段依依走上前,輕輕晃了晃路北方的手,提示他,是不是再想一下再回答。
段文生倒是看出路北方的堅定,他嘆了口氣,走了一步過來,拍了拍路北方的肩膀道:“北方,我也就是提一提,知道你有自己的考量。你在湖陽干出的成績,我們都看在眼里,不管你做什么決定,我們都支持你。”
但是,梅可生氣了。
她眉頭緊皺,眼神中滿是焦急與不解,聲音也不自覺地提高了幾分:“路北方,你這娃?你怎么就不明白你爸的苦心呢!你爸他年紀大了,馬上就想退居二線,這次他是真心想趁著還有余力,幫你一把,給你謀個好前程。而且董付云你董叔,也可能調到別的崗位,這人脈一斷,往后這樣的機會怕是打著燈籠都難找啊!”
路北方面露難色,他心里清楚岳母是為他好。
但是,他還是張了張嘴,想要解釋……
卻被岳母梅可一連串的話語,又堵了回去。
梅可冷聲道:“你看看咱們這一家子,一個在京城,一個在湖陽,一年到頭,也聚不到一塊!而且你爸在官場,摸爬滾打大半輩子,如今不就盼著你們小輩能有更好的發展嗎?你倒好,守著個湖陽,雖說干出了些成績,可京城是什么地方,那是全國的中心,能發揮你更大的價值啊!”
梅可越說越激動,眼眶都微微泛紅了。
段文生見狀,輕輕拉了拉梅可的胳膊,低聲勸道:“孩子有自己的想法,咱們別逼太緊了。”

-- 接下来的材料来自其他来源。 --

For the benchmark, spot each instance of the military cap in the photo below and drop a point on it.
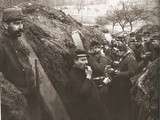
(12, 14)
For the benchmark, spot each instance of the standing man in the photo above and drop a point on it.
(14, 59)
(97, 60)
(84, 98)
(119, 91)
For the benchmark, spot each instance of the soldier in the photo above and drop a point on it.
(84, 99)
(14, 58)
(98, 60)
(119, 92)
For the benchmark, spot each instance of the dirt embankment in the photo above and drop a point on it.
(48, 31)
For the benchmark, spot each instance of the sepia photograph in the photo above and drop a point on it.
(79, 59)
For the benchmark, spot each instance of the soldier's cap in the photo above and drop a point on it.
(94, 43)
(121, 46)
(12, 14)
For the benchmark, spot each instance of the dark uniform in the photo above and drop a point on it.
(119, 97)
(84, 98)
(98, 64)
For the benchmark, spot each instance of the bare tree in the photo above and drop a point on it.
(127, 14)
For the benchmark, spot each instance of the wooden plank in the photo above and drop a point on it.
(47, 91)
(77, 40)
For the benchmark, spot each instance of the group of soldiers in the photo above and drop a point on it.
(99, 86)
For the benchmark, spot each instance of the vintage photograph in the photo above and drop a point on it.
(80, 59)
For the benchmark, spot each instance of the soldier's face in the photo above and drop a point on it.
(15, 28)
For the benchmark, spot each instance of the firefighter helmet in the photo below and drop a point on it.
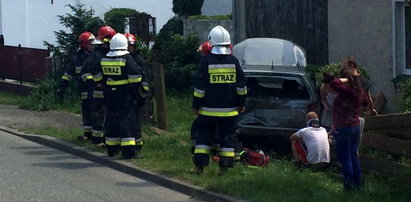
(118, 45)
(84, 38)
(220, 40)
(104, 35)
(206, 48)
(219, 36)
(131, 38)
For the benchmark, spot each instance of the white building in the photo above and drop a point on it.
(30, 22)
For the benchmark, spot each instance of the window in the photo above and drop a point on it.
(407, 13)
(402, 37)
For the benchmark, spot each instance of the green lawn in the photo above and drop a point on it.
(169, 154)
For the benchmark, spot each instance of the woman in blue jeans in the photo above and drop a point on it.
(346, 111)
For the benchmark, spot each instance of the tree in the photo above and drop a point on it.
(115, 18)
(75, 22)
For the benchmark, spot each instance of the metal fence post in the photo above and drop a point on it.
(160, 95)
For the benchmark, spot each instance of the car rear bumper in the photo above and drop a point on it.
(248, 130)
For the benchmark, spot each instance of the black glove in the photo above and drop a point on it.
(327, 78)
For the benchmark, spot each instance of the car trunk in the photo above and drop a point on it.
(276, 101)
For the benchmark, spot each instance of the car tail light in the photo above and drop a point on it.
(313, 107)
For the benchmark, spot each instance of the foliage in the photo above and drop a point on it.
(180, 58)
(169, 154)
(316, 72)
(187, 7)
(173, 26)
(94, 24)
(43, 97)
(67, 41)
(213, 17)
(115, 18)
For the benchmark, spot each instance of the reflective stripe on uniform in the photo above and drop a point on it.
(199, 93)
(87, 129)
(86, 76)
(83, 95)
(146, 86)
(226, 152)
(97, 133)
(78, 69)
(237, 156)
(130, 141)
(113, 62)
(112, 141)
(98, 77)
(139, 141)
(221, 68)
(242, 91)
(134, 78)
(66, 76)
(98, 94)
(202, 149)
(112, 82)
(219, 112)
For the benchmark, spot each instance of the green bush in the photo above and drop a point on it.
(315, 73)
(115, 18)
(43, 98)
(173, 26)
(183, 59)
(213, 17)
(187, 7)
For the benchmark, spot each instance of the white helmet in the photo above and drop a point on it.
(118, 45)
(220, 40)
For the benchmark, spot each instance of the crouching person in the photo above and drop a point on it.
(310, 145)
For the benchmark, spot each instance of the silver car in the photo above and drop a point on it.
(279, 92)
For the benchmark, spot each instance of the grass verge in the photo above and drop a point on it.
(169, 154)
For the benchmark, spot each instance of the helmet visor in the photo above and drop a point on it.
(221, 50)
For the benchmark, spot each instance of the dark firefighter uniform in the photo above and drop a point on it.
(140, 98)
(97, 106)
(220, 89)
(121, 79)
(73, 71)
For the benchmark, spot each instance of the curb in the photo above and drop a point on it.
(123, 166)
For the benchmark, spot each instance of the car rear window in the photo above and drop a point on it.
(277, 88)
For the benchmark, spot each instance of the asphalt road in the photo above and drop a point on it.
(33, 172)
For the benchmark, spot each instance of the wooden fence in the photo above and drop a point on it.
(22, 65)
(389, 134)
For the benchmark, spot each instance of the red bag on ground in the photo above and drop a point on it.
(254, 158)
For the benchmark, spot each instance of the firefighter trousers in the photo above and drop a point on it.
(98, 116)
(119, 125)
(207, 127)
(86, 116)
(136, 127)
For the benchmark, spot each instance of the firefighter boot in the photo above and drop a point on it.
(198, 170)
(85, 137)
(128, 152)
(112, 150)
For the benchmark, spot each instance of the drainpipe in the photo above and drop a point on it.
(1, 19)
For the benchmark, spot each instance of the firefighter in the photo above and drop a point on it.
(219, 96)
(73, 72)
(139, 99)
(105, 33)
(121, 78)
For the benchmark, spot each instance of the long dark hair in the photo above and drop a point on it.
(353, 80)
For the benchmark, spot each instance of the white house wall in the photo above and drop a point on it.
(30, 22)
(363, 29)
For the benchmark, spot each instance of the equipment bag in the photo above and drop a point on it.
(254, 158)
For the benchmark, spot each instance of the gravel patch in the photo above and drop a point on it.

梅可甩開他的手,賭氣似的說道:“你就知道護著他,我這還不是為他好!”
梅可一發火,大家都很無語。
除了兩個跑遠的孩子,段文生、梅可、路北方、段依依,都陷入短暫的沉默中。
但是梅可依然憤意難消,她愣了愣,接著瞪著眼道:“你爸自打上回結石手術后,腰疼得坐不住,前幾天到龍江省開了個現場會,會場坐了三個半小時,實地參觀三小時,車上坐六個小時。當晚就因腰疼得挺不起來,進了急救室。你瞅瞅他,看著他這頭發,全黑黝黝的,還挺好吧!實則,早就白發叢生,半個月就跑去染一回來!哎,他這身體,是一天不如一天了,還心心念念著你的前程,就盼著在退居二線之前,能看著你到京城站穩腳跟。結果你倒好!你還不想來!……以后,你爸沒在這位置上,這關系,就沒有了!你可知道。”
梅可的聲音微微顫抖,眼中滿是心疼與不甘,仿佛在責怪路北方不懂這份苦心。
路北方聽得眼眶泛紅,心中滿是愧疚與感動,他深知岳父這些年為工作付出了太多,如今身體每況愈下,還在為他操心。